Part of reggae’s allure was its message of unity, and its own ability to build bridges, connecting the various strands of the black diaspora.

Reggae held within it, an inclusive tissue to people of all cultures, colour, creed and consciousness. It still does. What’s lost in today’s music is its transformative power.

Consider what reggae meant to the liberation struggle in Southern Africa in the 1970s through to the early 1990s.

The potency of Jamaican protest songs fuelled the anti-apartheid movement in South Africa and the resistance fights in Angola, Namibia, Rhodesia (Zimbabwe) and Mozambique.

So many reggae songs were banned by the government in Pretoria because, quite simply, it frightened them and stirred up the black masses, shoring up their endurance, and giving credence to their call for justice, equality, empowerment and the acknowledgement of their humanity.

Reggae music is identity music.James Mange, a South African reggae musician and a one-time activist of the African National Congress (ANC), tells a riveting story of what reggae meant to him and other oppressed South Africans during the apartheid years.

INSPIRED FREEDOM FIGHTERS

Speaking at a Jamaica 50 forum hosted by the Jamaican High Commission in South Africa in February 2012, Mange said the compelling lyrics of reggae kept the freedom fighters alive, inspired them and allowed them to think through strategies.

Mange was first placed on death row for his resistance activities before his sentence was commuted to a 20-year imprisonment following an international campaign. He was sent to Robbin Island where he spent some 14 years.

Reggae, he said, lived in his head, and preserved his sanity.

“Reggae was the hammer that broke the fear,” he told the audience.

As he sat in solitary confinement, he kept hearing the song, 1865: 96 Degrees in the Shade by the Jamaican reggae group, Third World. The song, released in 1977 is about the 1865 Morant Bay Rebellion which resulted in the hanging of National Heroes, Paul Bogle and George William Gordon. This was music and lyrics he could identify with.

Mange sang so many reggae tunes from his cell that even the prison guards would come to him requesting more songs from the prisoner they dubbed ‘Bob Marley’.

In a recent documentary on his life, James Mange spoke even more eloquently of reggae’s role in the African liberation struggle in the 1970s.
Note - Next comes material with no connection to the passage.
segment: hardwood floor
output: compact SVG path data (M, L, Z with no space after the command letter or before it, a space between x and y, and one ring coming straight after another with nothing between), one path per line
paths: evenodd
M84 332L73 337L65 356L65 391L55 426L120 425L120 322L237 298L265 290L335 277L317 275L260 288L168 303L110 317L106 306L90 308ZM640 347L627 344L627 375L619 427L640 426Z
The black citizenry had been humbled by the 1960 Sharpville massacre when police killed scores of demonstrators. The African National Congress leadership had been crippled as many of them were imprisoned or forced into political exile. The 1970s were mostly politically dormant and then reggae with its resistance motif crossed the oceans, finding its way in hidden stores and on secreted tapes, and into their hearts.

“When the reggae wave hit the country a lot of people got energised,” Mange recalled.

What it must have meant to South Africans to hear Jamaican artists singing passionately about Stephen Biko, Nelson Mandela, the oppressed masses in Soweto and other townships, and an end to their victimisation.